The 12-minute Opening Range Breakout (Day Trading $SPY): Intermediate ETL Example with Python and Google Sheets
I am the first person on the Internet to coin this phrase in the context of day trading.
12-minute Opening Range Breakout
In day trading of stocks, the term Opening Range Breakout refers to waiting for FIRST candle of the day to close, and then buying a break ABOVE (or selling a break BELOW) that initial range. Most commonly, I see 3-minute ORBs and 5-minute ORBs, since those are common charts for people to watch on a site like TradingView.
But what size of ORB (in minutes) is the most profitable?
I used CSV files, Python and Google Sheets (Pivot Tables) to find out.
Extract: I downloaded $SPY stock data for the past 326 trading days, with 1-minute resolution, in CSV form, from BarChart.com. I copied and pasted a few smaller CSVs together, but could have automated this if there were too many files ...
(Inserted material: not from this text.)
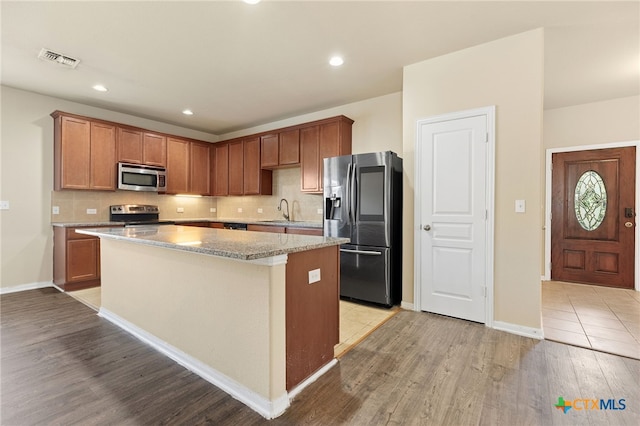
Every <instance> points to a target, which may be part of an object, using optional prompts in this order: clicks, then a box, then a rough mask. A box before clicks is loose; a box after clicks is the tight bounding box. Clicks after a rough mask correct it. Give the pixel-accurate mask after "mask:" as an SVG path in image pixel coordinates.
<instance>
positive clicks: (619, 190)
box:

Transform: I used Python to open the CSV, delete several columns, and cast some columns to float() as required. Then, I coded an algorithm to find the high and low of the stock over the first x minutes, and then look candle-by-candle for a break either ABOVE or BELOW that range. THEN, I followed the chart candle-by-candle to analyze whether a stop-loss would be triggered, or profit taken depending on the target set, or whether the day came to a close without either of those things happened. In those cases, I closed the position at 3:55pm, 5 minutes before close.
The outcome of every day's trade was appended to a list, and then the SUM of the profits and losses from those 326 trading days was output to the Terminal.
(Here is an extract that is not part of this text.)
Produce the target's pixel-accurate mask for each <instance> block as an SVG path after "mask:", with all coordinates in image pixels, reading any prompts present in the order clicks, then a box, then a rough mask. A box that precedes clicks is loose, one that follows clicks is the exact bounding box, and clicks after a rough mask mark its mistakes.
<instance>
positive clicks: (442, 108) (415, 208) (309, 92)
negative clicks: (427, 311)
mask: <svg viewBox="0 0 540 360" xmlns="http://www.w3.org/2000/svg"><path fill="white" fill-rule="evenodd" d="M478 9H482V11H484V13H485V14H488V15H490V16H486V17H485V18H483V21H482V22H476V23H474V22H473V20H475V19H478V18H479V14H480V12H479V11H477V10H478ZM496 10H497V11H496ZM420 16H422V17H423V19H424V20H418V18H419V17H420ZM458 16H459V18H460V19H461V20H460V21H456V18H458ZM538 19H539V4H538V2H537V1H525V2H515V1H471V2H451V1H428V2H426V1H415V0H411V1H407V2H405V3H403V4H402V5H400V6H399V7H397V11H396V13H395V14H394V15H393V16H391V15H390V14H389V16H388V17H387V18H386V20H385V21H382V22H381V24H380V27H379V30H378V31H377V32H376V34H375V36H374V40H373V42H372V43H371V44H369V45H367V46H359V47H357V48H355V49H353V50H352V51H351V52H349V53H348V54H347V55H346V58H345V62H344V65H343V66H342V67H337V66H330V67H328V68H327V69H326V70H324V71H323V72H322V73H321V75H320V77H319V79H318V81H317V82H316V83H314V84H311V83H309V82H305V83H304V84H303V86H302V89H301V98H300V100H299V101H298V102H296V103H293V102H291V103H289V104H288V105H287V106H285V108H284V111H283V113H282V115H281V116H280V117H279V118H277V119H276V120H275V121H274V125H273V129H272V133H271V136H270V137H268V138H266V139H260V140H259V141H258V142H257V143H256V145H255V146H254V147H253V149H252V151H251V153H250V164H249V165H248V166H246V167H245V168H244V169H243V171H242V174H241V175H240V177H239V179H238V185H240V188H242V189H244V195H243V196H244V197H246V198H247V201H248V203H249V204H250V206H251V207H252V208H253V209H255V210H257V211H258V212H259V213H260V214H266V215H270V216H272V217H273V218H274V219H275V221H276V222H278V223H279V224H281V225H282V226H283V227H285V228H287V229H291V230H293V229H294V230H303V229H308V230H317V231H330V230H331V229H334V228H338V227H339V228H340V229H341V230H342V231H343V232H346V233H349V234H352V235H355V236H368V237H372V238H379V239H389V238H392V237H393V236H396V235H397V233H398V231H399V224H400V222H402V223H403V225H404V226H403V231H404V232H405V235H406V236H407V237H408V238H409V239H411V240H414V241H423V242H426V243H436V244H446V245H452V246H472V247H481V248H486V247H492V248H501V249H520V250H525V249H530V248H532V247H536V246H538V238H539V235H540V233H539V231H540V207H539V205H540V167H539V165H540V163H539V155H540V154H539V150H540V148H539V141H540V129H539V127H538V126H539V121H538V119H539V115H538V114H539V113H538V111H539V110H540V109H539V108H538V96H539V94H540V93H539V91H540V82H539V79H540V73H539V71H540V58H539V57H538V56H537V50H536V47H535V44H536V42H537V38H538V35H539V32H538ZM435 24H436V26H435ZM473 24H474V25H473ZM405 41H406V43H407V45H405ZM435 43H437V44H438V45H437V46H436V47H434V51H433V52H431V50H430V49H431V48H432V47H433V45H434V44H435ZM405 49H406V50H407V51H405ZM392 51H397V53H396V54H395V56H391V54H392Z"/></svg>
I also had three nested loops, which let me test various ORB sizes (in minutes), stop-loss distances (measured in number of bars compared to the original ORB) and targets (a trade would close if a particular target, in bars, was reached).
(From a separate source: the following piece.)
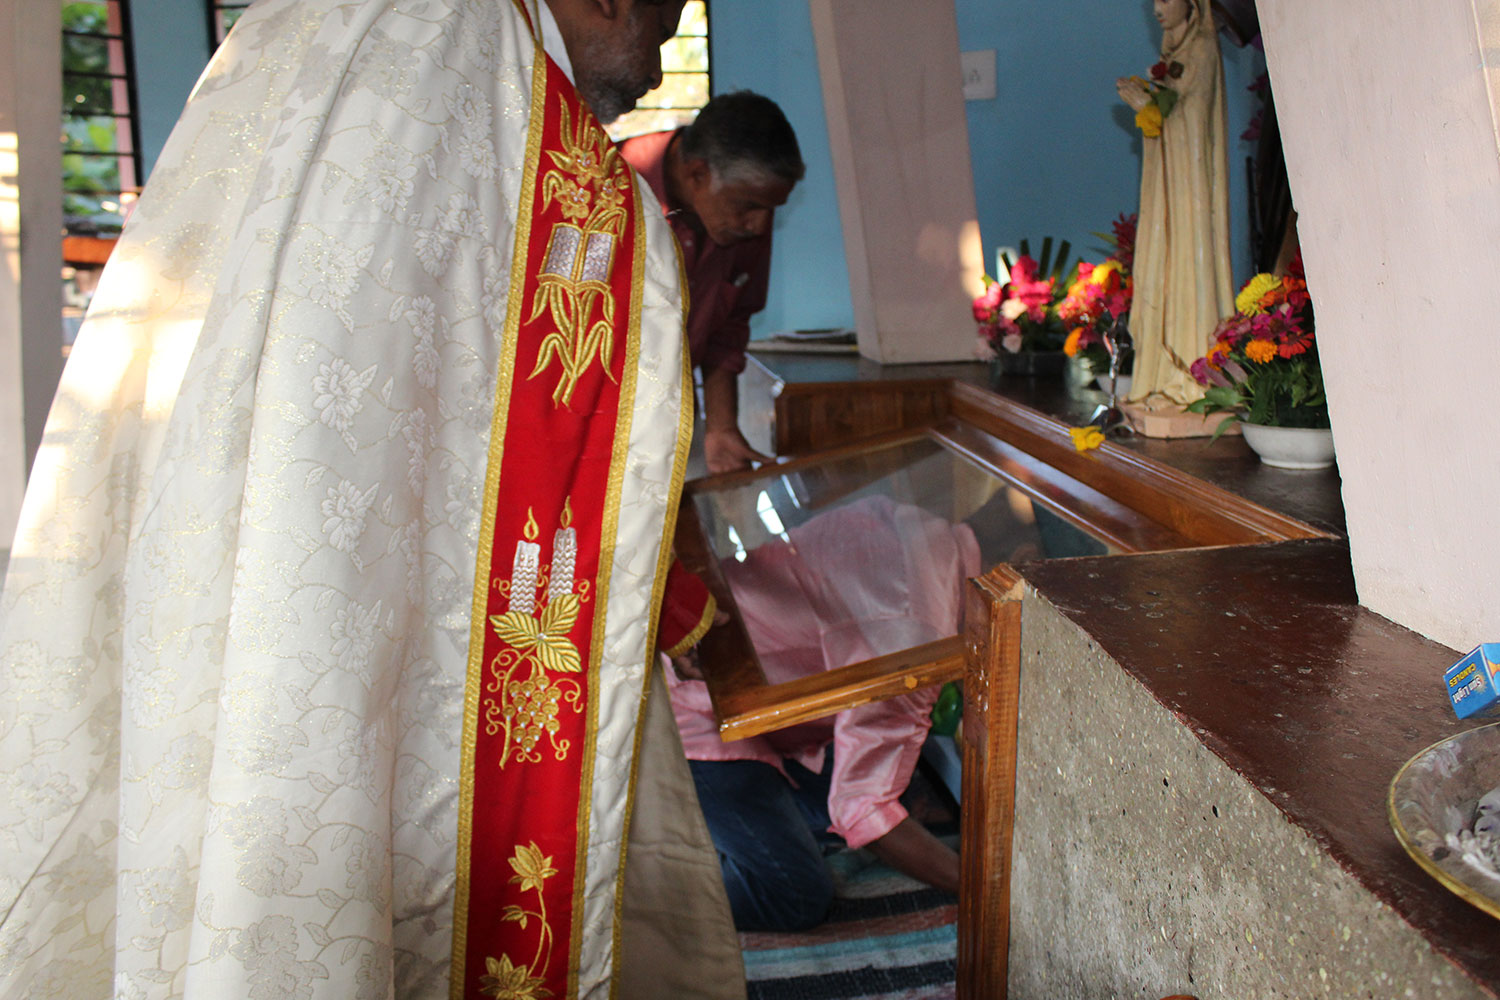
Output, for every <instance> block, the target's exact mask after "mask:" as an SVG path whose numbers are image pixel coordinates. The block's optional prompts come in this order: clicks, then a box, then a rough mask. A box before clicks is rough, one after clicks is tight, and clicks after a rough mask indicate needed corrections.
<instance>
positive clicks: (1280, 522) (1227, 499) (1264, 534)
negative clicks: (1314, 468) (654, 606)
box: [676, 381, 1329, 742]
30 different ORB sizes x 5 varying stop-losses x 7 varying targets = 1050 permutations of ORBs/Stops/Targets, and each of THOSE was applied to each of the 326 trading days.
In any case, the Terminal output was 1050 lines telling me the ORB size, Stoploss, Targets, and total profit/loss for that permutation. This was small enough that I could copy/paste it into Google Sheets.
Load: Google Sheets didn't realize my data was numerical, so I had to use =SPLIT() to break apart the data from the Terminal. If I was doing this with a larger data set, I would have output to CSV instead of printing to the Terminal.
Then, I used a Pivot Table to summarize the results across varying ORB sizes. Due to outliers, I wanted to look at AVERAGE profit, MAX profit, MIN profit and MEDIAN profit across all stop-losses and targets for a particular ORB size. The results are pretty clear (see below). By all measures, a 12-minute ORB outperforms all other durations.
Actually, a 13-minute ORB is about the same, but the difference is negligible considering the randomness of the markets.